The most interesting example is probably the 4850. It has around half the bandwidth of a 8800 Ultra, yet it?s about the same speed. It also has less bandwidth than a 3870, yet it smashes it in performance.

Bandwidth being a non-issue is an extremely prevalent paradigm among DX10 parts.
 

AzN

Banned
Nov 26, 2001
4,112
2
0
Originally posted by: BFG10K
Bandwidth has largely been a non-issue on most DX10 parts from ATi and nVidia.

The most interesting example is probably the 4850. It has around half the bandwidth of a 8800 Ultra, yet it?s about the same speed. It also has less bandwidth than a 3870, yet it smashes it in performance.

Bandwidth being a non-issue is an extremely prevalent paradigm among DX10 parts.

You are citing a card that has relatively maxed out fillrate compared to it's bandwidth. Another would be 2900xt. Ultra just doesn't have the texture fillrate or processing power to compete with 4850. What it does have is high color fill and bandwidth for better AA performance.
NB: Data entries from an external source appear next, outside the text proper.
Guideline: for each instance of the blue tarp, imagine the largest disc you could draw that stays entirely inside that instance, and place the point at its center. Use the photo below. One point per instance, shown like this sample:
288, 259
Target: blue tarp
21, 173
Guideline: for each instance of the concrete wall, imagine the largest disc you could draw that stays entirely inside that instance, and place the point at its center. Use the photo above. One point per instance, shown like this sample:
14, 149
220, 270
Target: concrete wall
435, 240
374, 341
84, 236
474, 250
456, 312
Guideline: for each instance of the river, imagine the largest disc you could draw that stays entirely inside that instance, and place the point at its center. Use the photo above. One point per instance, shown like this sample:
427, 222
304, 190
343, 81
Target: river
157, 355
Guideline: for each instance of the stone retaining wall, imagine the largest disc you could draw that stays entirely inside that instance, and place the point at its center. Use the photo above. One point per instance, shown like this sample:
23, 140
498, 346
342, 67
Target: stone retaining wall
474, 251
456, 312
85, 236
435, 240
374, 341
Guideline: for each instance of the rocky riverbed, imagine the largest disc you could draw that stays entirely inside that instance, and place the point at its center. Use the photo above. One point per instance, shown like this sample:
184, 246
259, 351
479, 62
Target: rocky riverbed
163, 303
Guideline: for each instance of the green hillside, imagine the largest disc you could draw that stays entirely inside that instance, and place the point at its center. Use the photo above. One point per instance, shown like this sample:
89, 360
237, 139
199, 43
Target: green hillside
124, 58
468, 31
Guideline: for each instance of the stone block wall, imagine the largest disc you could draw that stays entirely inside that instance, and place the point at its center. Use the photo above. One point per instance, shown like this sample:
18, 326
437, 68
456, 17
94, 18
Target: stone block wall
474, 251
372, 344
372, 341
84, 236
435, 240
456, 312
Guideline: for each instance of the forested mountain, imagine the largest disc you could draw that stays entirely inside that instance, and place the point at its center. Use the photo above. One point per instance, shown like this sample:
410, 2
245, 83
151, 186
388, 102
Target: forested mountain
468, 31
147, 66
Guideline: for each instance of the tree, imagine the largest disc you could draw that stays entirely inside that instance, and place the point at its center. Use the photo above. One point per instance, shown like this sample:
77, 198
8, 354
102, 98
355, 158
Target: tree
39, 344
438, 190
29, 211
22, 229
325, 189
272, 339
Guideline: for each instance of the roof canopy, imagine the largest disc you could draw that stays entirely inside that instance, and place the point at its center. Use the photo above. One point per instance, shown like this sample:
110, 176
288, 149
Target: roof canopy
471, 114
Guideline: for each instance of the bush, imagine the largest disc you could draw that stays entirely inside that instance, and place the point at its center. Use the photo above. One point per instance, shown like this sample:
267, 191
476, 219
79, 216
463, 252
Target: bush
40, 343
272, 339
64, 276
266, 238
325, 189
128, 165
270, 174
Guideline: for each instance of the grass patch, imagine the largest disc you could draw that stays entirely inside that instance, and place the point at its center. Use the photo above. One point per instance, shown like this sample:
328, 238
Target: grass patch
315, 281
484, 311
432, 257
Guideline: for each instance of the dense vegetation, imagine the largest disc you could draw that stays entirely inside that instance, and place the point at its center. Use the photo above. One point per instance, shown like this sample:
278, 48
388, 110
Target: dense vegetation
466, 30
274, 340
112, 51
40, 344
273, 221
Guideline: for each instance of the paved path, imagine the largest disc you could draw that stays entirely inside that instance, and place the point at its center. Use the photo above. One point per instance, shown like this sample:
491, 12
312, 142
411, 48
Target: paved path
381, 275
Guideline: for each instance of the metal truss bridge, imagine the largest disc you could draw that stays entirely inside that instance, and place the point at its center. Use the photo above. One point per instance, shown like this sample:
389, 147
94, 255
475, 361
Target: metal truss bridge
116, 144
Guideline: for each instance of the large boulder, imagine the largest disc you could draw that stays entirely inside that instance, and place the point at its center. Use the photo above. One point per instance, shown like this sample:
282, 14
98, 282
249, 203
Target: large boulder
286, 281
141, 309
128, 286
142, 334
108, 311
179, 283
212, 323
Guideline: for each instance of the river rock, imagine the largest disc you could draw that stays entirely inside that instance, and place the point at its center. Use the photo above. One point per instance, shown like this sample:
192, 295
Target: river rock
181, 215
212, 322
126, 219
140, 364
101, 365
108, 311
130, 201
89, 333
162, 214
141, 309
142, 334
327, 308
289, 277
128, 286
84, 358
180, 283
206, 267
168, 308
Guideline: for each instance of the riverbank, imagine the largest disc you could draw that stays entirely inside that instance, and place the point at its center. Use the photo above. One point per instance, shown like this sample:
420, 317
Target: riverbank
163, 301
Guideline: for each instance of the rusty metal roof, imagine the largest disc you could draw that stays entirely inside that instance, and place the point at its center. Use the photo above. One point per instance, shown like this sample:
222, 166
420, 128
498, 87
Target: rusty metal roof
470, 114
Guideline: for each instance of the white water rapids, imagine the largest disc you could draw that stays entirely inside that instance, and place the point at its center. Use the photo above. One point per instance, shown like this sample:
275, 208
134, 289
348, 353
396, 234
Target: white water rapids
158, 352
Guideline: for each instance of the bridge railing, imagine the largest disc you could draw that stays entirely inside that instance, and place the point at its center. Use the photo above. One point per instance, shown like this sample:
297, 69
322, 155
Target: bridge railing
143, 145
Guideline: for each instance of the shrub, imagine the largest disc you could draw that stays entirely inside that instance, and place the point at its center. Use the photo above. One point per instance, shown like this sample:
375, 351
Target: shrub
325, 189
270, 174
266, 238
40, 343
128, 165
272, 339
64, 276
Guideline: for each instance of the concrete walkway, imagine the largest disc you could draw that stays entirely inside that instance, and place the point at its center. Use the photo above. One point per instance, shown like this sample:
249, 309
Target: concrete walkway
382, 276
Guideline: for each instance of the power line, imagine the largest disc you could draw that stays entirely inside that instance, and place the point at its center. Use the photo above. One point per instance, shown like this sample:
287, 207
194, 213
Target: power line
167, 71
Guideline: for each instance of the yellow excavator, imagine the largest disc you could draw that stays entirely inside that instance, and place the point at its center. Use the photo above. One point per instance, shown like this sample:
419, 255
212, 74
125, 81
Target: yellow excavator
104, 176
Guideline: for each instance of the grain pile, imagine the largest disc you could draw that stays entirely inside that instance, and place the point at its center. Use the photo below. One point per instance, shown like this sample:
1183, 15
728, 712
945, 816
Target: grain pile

The more fillrate the GPU has the more bandwidth it needs. Not to mention bandwidth has tremendous impact on AA performance. To say bandwidth is a non-issue is like saying SP are non issue.
 

BFG10K

Lifer
Aug 14, 2000
22,477
2,399
126
Originally posted by: Azn

You are citing a card that has relatively maxed out fillrate compared to it's bandwidth.
Whatever theory you choose to put forward, the fact is the Ultra is but one of many DX10 cards that show the same traits, namely memory bandwidth not being the primary limiting factor on performance.

What it does have is high color fill and bandwidth for better AA performance.
Not to mention bandwidth has tremendous impact on AA performance.
Right, but the 4850 still competes well against the 8800 Ultra with 4xAA, and is often faster at 8xAA. I should know because actually benchmarked both parts.

So yet again we see the 4850 not being hindered when running AA despite having around half the bandwidth of the Ultra.

To say bandwidth is a non-issue is like saying SP are non issue.
No it?s not, not when it?s readily demonstrated that SP clocks generally have a bigger impact on performance than memory clocks. Again this is something that I?ve tested repeatedly with several parts.
 

ArchAngel777

Diamond Member
Dec 24, 2000
5,223
61
91
Thanks for chiming in BFG. In fact, BFG was one of the few who got it right from the get go. In the thread from around a year ago, he had stated that we were shader limited, not memory bandwidth limited. I sided with Azn at that time, because I truly believed we were bandwidth limited. However, testing and some logical reasoning based on other parts and their performance has caused me to rethink and recant.
 

AzN

Banned
Nov 26, 2001
4,112
2
0
Originally posted by: BFG10K
Whatever theory you choose to put forward, the fact is the Ultra is but one of many DX10 cards that show the same traits, namely memory bandwidth not being the primary limiting factor on performance.

It's not a theory. It's been proven over time release of every GPU. All cards have strengths and weaknesses. Ultra is 1 GPU of many dx10 cards that shows different traits. Namely memory bandwidth having detrimental impact on AA performance and lack of fillrate to take advantage of all that bandwidth.

Right, but the 4850 still competes well against the 8800 Ultra with 4xAA, and is often faster at 8xAA. I should know because actually benchmarked both parts. So yet again we see the 4850 not being hindered when running AA despite having around half the bandwidth of the Ultra.

It only competes well with 8800ultra even with 4xAA or 8xAA because ATI have upgraded their AA implementing system by doubling pixel per clock something ultra can't do.

http://techreport.com/r.x/rade...ender-backend-ppcs.gif


No it?s not, not when it?s readily demonstrated that SP clocks generally have a bigger impact on performance than memory clocks. Again this is something that I?ve tested repeatedly with several parts.

You might have tested SP and memory bandwidth in separate occasions on bandwidth happy cards to determine what makes bigger impact but you did not test how the bandwidth effects fillrate performance. Fillrate is hindered by memory bandwidth. Again something that I've tested repeatedly with GPU's.